City Councilman Darrell L. Clarke said last night that the city plans to file a lawsuit today in Philadelphia Common Pleas Court alleging that the General Assembly has failed in its duty to protect the residents of the city.
"It is becoming increasingly clear to me that the General Assembly is unwilling or unable to act," Clarke said in a telephone interview last night. "We have no choice but to go to court."
Straw purchases have proliferated dramatically because the state has failed to enact laws that rein them in, he said.
In a straw purchase, somebody legally acquires a firearm and then sells it to somebody else who is not eligible to own one, such as a convicted felon on parole or probation. Critics say that straw purchases are responsible for much of the firepower on the city's streets.

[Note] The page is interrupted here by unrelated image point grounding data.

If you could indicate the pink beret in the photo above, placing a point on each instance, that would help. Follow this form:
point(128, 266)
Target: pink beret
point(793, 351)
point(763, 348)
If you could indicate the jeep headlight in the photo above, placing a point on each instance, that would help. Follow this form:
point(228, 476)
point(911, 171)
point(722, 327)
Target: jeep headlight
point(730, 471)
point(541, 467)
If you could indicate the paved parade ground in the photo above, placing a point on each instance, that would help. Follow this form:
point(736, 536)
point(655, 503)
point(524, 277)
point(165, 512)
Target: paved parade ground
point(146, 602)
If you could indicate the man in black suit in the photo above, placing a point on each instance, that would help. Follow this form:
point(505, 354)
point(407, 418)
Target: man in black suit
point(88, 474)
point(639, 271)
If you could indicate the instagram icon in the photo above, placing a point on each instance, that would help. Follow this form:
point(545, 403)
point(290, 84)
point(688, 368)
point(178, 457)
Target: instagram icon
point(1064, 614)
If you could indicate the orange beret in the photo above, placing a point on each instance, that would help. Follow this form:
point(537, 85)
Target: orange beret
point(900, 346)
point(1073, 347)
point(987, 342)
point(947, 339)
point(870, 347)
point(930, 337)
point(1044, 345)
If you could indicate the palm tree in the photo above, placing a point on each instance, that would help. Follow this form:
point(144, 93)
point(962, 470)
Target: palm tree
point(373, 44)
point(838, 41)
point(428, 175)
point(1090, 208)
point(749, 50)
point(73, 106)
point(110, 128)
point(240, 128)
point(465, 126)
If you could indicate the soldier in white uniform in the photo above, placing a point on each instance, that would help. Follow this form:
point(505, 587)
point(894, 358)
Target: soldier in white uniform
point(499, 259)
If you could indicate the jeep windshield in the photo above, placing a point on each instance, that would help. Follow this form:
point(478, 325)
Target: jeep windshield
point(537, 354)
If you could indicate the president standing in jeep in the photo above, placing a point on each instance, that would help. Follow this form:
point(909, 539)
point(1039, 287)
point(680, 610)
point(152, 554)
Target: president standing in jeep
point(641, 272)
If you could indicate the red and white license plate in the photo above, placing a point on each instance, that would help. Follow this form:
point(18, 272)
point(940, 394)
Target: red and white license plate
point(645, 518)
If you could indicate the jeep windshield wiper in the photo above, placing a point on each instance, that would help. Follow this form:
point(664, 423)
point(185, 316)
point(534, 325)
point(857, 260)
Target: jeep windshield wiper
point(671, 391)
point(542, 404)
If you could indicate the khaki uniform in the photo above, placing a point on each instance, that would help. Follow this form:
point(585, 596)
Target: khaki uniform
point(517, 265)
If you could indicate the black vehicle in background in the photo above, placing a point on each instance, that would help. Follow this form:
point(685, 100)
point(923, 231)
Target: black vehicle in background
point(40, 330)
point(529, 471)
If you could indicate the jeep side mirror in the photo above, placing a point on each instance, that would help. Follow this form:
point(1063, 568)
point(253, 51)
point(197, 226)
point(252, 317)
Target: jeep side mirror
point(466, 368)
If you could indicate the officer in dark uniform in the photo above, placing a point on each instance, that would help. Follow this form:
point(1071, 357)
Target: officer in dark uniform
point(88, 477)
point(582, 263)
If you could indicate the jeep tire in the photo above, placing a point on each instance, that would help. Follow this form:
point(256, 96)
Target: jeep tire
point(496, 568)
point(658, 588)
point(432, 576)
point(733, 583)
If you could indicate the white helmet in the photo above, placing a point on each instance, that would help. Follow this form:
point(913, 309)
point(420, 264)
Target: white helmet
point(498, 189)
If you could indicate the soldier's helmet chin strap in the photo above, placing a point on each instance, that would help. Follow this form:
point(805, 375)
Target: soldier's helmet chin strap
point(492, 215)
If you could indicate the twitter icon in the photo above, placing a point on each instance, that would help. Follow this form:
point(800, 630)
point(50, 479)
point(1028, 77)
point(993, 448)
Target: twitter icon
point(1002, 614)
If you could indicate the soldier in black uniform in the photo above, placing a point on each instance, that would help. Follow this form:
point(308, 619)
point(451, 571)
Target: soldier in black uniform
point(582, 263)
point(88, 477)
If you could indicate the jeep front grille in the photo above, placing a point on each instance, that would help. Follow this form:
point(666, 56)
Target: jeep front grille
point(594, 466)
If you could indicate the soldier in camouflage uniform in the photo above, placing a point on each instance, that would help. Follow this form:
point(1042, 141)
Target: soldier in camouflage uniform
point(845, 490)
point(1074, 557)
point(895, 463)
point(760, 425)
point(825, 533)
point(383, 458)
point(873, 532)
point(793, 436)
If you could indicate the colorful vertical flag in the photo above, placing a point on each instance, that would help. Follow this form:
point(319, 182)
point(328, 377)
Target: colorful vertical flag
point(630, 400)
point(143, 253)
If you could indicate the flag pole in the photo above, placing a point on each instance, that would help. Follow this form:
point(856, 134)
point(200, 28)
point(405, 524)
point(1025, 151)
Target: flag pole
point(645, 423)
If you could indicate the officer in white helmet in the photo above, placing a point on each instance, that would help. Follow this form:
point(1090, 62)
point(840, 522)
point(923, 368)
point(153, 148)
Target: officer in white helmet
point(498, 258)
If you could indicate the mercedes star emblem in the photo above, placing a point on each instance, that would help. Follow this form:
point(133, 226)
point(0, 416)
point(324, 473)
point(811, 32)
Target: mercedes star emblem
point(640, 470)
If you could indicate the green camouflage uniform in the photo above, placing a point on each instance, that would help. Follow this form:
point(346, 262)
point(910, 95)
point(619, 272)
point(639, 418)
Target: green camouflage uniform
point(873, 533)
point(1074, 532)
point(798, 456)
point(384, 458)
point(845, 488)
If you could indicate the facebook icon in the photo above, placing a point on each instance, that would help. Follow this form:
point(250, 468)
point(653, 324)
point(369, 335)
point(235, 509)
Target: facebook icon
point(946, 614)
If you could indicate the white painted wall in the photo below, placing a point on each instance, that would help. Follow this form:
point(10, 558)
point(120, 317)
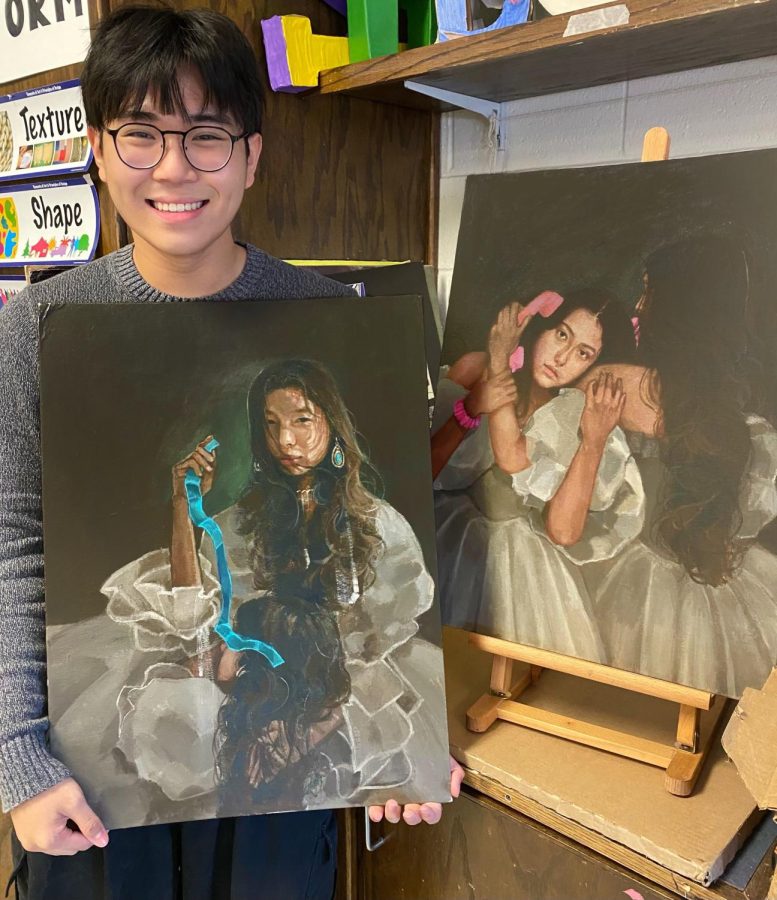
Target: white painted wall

In addition to authorizing the suit today, Council intends to approve eight gun-control measures that have been languishing in Council for more than a year, Clarke said.
Among other things, the bills call for limiting handgun purchases to one a month, and for owners to report any guns that are lost or stolen, Clark said.
David Kairys, a professor at the Beasley School of Law at Temple University, said that the laws Council is expected to enact today should be valid because of the city's Home Rule Charter. But the charter's power is diminishing, he said.
"The legislature and the Supreme Court have so undercut it that it's hard to say we have home rule anymore," said Kairys, who in the 1990s led the city's legal team in an unsuccessful court challenge against handgun manufacturers.
He said he could not comment on the particulars of the lawsuit to be filed today because he hadn't seen it.
Clarke said that while several members of the city's Harrisburg delegation had worked tirelessly on the gun-control issue, they had not been able to sway their more-rural colleagues to their side.
"The fact that we are approaching 150 murders means that we can no longer wait for them to get their act together," he said. As of midnight Tuesday, 137 homicides had occurred in the city.
Legislation sponsored by Rep. Angel Cruz (D., Phila.) that called for gun registration and an annual fee of $10 a gun triggered a massive outcry from opponents who said they felt the legislation threatened their right to own guns. Several lawmakers who initially supported Cruz's measure have since backed off.